Youth and Sports Minister, Mahama Ayariga. |
The Ghana Football Association
(GFA) held a press conference on the Black Stars’ shame in Brazil but not
everything was satisfactorily explained as the media disagreed with the FA, lambasting
them for their mishandling of issues in the team’s camp with many calling for the
dissolution of the Black Stars management committee. I supported and still support
that call.
New Youth and Sports Minister,
Mahama Ayariga announced the setting up of a three-man committee to ascertain
what went wrong in Brazil while giving appropriate recommendations to forestall
a recurrence of that national disgrace. The committee is yet to start work. Interestingly,
as the football fraternity went to sleep on Thursday, July 10, 2014, a circular
emerged talking about: “The Group of Eminent Football Administrators’ Retreat
to Review the State of the Game of Football in Ghana and Advice (sic) on a
National Strategy”.
This has set tongues wagging in
the media to the extent that, a critical scrutiny of the press release on the event
even revealed that, the name of the hotel where the programme will held today was
wrong.
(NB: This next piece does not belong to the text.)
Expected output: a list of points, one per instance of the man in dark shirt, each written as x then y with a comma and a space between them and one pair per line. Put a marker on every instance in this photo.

Let’s forgive whoever wrote the press release for that error but that, in
insincerity, confirms the hastiness and by extension, irrelevance of this
impulsive event.
That, the 60 people who have
been invited to the retreat are not “eminent football administrators” isn’t an issue
I would like to interrogate but quick view on that list is that, we don’t need all
of them to brainstorm on the state of Ghana football offer advice. Again, I won’t
question the intentions of the retreat organisers but they have clearly got it
wrong.
Assuming that, the state of Ghana
football is bad, I think, a retreat of this nature won’t change anything. The GFA
have been legitimately vested with the powers to manage Ghana football. The retreat
organisers should know this and stop wasting everybody’s time. What they have
to do is to liaise with the FA to learn of the true state of affairs; encourage
and support them.
The path taken by the retreat
organisers even mocks the Youth and Sports Ministry. It exposes their ignorance
but are the people at the Ministry novices? I should
have been optimistic about this event because pessimism saps my energy to
reason constructively but very typical of some of our leaders, they have given me
reasons to pessimistic. That is sad. Why is it that, we keep wasting time and money
on unhelpful things?
Our football is not all about the
Black Stars and their continuous failure in international competitions. It is
about the structures at the FA, it is about infrastructure, it is about
organisation, it is about money, it is about the personnel and their knowledge
and the level of professionalism they exhibit. That is what the retreat organisers
must know.
Juvenile football is
coma. It exist only on the FA’s mind and it is only mentioned in the FA’s
long, winding speeches given at Congresses. Women’s football is struggling to
find feet. There is hardly any attraction or interest in the Women’s league. Our
domestic men’s league competitions aren’t well organised despite the GFA/PLB’s efforts
to make it better.
Clubs are badly managed. They lack
professionalism. Clubs don’t have money to recruit, keep and pay their players
well. They play on bad pitches. They have poor or inadequate facilities to ensure
growth or development. They are unable to compete well with their peers on the continent
and beyond. That is the small picture I can paint of the state of Ghana
football.
Retreat organisers, give us a
break! Waste not our time and scarce resources on the so-called eminent football
administrators’ retreat. We don’t need this retreat. Mr. Minister, please liaise
with the GFA to learn of the true state of Ghana football. After that, let’s
know what plans you have to help the FA change anything bad you find.